REPUBLIKA.CO.ID, JAKARTA -- Penangkapan sindikat Saracen membuktikan ada sekelompok orang yang memang menjadikan isu suku, agama, ras, dan antargolongan (SARA) di media sosial sebagai barang dagangan. Ketua Lembaga Riset Communication and Information System Security Research Center (CISSReC), yang juga pakar keamanan siber, Pratama Persadha, mengatakan tren hoax tidak hanya terjadi di Indonesia, namun di seluruh dunia.
Bahkan pada pemilu Presiden Amerika Serikat (AS) 2016 lalu, masyarakat AS bertubi-tubi dihantam berita hoax. Media penyampaian hoax di seluruh dunia hampir sama, lewat media sosial dan pesan instan.
"Penangkapan tim siber Saracen mengkonfirmasi bahwa ada sekelompok orang yang memang menjadikan isu SARA di media sosial sebagai barang jualan mereka," kata Pratama kepada Republika.co.id, Sabtu (26/8).
Pratama mengingatkan, pada 2015, polisi sempat membekuk pengelola akun Twitter TrioMacan yang legendaris dengan berbagai isunya dan menjadi salah satu berita paling hangat saat itu. Dia menyebut, alasan media sosial dan pesan instan seperti Whatsapp menjadi lokasi favorit para penyebar konten hoax. Menurut Pratama, hal itu karena memang saat ini pemakai media sosial di Tanah Air sudah sangat banyak.
Dia mengatakan, pemakai internet di Indonesia sudah lebih dari 132 juta orang, pemakai layanan Google sudah lebih dari 100 juta orang, sedangkan pemakai Facebook dan Whatsapp sudah lebih dari 80 juta orang. "Tentu ini menjadi peluang bagi mereka," ujarnya.

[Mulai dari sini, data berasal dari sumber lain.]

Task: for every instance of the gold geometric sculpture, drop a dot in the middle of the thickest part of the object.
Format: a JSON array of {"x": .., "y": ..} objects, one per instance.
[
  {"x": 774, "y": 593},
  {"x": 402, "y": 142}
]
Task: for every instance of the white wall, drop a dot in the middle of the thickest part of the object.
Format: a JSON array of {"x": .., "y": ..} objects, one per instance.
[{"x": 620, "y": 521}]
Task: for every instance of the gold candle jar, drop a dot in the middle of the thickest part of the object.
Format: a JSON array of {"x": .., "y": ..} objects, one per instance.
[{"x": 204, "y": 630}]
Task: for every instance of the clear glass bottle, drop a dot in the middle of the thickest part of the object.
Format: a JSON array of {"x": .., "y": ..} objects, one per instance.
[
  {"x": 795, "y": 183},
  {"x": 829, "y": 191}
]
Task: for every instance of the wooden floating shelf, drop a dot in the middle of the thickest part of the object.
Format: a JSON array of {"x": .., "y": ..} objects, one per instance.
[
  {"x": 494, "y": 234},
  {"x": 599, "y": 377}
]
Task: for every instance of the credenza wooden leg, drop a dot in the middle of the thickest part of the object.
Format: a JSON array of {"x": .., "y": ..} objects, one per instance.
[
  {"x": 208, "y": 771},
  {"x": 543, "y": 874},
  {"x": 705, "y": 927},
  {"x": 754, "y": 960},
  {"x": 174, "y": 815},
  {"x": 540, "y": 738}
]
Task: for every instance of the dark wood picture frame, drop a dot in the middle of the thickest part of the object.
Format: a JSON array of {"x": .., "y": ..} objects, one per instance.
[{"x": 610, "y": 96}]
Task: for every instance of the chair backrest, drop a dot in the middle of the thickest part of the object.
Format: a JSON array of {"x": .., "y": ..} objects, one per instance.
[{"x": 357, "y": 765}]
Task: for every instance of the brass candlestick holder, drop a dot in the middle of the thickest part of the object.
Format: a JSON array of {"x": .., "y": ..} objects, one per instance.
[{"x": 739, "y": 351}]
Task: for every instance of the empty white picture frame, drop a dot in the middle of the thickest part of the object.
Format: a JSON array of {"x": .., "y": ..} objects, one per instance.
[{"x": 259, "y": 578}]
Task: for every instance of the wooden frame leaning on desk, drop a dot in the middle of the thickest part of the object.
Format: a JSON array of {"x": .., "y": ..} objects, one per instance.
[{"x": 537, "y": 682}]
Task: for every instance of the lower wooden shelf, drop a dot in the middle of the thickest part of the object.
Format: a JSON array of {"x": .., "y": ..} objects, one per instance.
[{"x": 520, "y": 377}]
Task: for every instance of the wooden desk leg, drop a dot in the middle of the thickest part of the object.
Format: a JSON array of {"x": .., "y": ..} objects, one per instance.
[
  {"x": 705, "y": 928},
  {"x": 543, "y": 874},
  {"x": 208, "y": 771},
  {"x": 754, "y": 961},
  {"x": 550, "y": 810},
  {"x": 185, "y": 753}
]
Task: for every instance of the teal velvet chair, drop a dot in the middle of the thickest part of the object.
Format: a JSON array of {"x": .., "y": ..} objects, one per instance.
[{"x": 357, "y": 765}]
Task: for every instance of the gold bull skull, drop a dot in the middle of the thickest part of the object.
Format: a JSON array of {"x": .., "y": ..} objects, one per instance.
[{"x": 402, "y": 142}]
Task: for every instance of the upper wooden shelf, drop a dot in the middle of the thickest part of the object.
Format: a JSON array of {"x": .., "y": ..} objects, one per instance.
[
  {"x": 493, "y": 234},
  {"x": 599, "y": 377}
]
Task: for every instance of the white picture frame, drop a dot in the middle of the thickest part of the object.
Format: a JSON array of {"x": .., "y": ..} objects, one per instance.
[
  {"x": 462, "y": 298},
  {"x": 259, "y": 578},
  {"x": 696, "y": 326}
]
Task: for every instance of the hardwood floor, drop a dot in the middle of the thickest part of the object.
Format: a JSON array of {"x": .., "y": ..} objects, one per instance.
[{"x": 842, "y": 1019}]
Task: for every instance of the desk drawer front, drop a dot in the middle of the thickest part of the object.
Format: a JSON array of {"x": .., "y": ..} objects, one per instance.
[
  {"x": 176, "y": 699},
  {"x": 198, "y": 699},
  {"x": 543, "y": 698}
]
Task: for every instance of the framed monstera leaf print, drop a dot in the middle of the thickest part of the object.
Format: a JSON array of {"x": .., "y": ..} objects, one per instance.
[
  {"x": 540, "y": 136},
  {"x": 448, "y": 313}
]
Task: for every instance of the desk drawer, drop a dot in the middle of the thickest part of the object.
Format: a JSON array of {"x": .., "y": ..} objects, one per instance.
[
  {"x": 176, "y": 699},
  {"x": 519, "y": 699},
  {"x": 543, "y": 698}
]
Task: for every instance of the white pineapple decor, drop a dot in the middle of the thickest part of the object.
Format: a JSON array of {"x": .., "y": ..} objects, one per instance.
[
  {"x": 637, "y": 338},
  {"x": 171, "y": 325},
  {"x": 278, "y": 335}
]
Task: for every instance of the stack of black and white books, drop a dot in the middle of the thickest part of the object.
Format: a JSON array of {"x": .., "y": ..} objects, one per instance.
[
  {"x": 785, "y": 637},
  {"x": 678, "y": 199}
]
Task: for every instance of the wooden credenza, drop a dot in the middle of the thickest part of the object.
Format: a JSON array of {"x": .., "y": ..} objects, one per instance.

Menurut Pratama, perkembangan teknologi membuat persebaran konten hoax menjadi sangat cepat dan tepat sasaran. "Para pelaku bisa melakukan kluster pada grup Whatsapp maupun grup Facebook yang mereka buat, dibuat kluster berdasarkan agama, daerah, suku bahkan pengkotakan model lainnya," kata Pratama.
Seperti diberitakan sebelumnya, polisi mengungkap keberadaan kelompok Saracen yang bekerja menyebarkan konten-konten berbau SARA di media sosial. Saracen memiliki ratusan ribu akun media sosial yang siap menyebarkan konten-konten tersebut agar viral di jagat maya.
Konten-konten ini dinyatakan sebagai pesanan pihak-pihak tertentu yang tarifnya mencapai puluhan juta rupiah. Pengungkapan kelompok Saracen ini mulanya terjadi tanpa sengaja, ketika polisi sedang mengusut kasus penghinaan terhadap Presiden Joko Widodo.